How Congress Can Rein In Rogue Federal Judges

From The Federalist 

Federal judges are only allowed to wear one hat: the judge hat. But all too often, judges are found wearing the president’s hat, or one belonging to a congressman.

On Jan. 31, 2026, Judge Fred Biery, of the Western District of Texas, demonstrated this trend with modern federal judges. He issued an opinion lobbing broad accusations of “ill-conceived and incompetently-implemented government pursuit of daily deportation quotas,” but did so without any reference or citation to the record of the case in front of him. He went on to quote Thomas Jefferson, the Fourth Amendment, and the Bible, but provided no application as to how they are relevant to the matter at hand, again because he cited no details whatsoever about the case in front of him. He stated broadly that “administrative warrants issued by the executive branch to itself do not pass probable cause muster,” without citing a single case or authority to support that proposition.

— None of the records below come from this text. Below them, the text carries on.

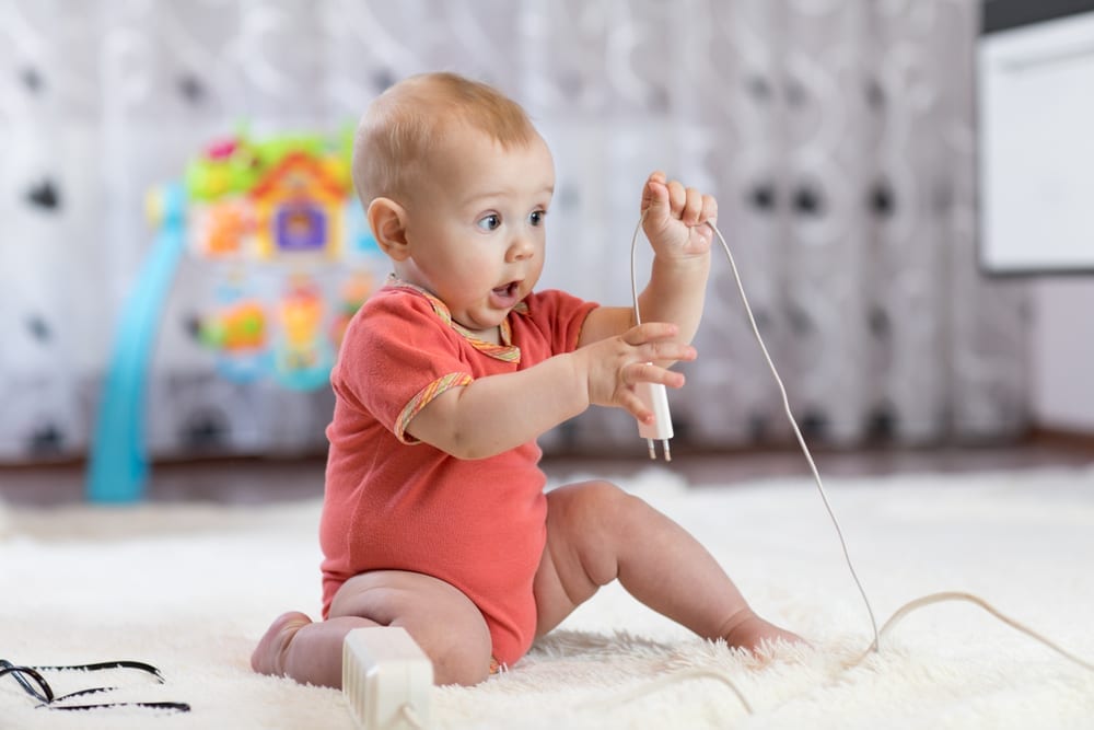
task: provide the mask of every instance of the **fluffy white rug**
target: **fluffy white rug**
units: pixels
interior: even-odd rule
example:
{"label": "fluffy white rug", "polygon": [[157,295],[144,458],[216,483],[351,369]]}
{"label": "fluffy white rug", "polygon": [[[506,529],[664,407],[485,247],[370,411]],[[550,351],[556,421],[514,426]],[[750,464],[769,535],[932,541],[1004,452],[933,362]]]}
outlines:
{"label": "fluffy white rug", "polygon": [[[880,654],[845,671],[870,644],[869,619],[811,482],[688,487],[651,471],[626,486],[690,529],[757,610],[814,647],[776,649],[761,667],[612,588],[510,672],[435,688],[435,727],[1094,727],[1094,672],[969,604],[910,615]],[[916,596],[970,591],[1094,659],[1094,470],[827,486],[878,623]],[[317,515],[316,502],[0,509],[0,658],[143,660],[165,684],[119,672],[110,679],[124,688],[103,699],[193,705],[188,715],[55,712],[0,677],[0,727],[353,728],[340,693],[257,676],[247,663],[282,610],[317,613]],[[717,680],[683,679],[689,668],[725,672],[754,714]],[[105,681],[50,677],[60,690]]]}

This example is about as egregious an example of judicial overreach as one will find. It is an effort to subvert federal immigration policy, which is a function explicitly given under the Constitution to Congress, which delegated the application to the executive branch’s Department of Homeland Security (DHS). Judge Biery, instead of citing the portions of the Constitution that address immigration or federal laws that detail immigration protocols, simply declared that deportations cannot occur under the processes created by DHS, thereby taking away powers vested in both Congress and DHS.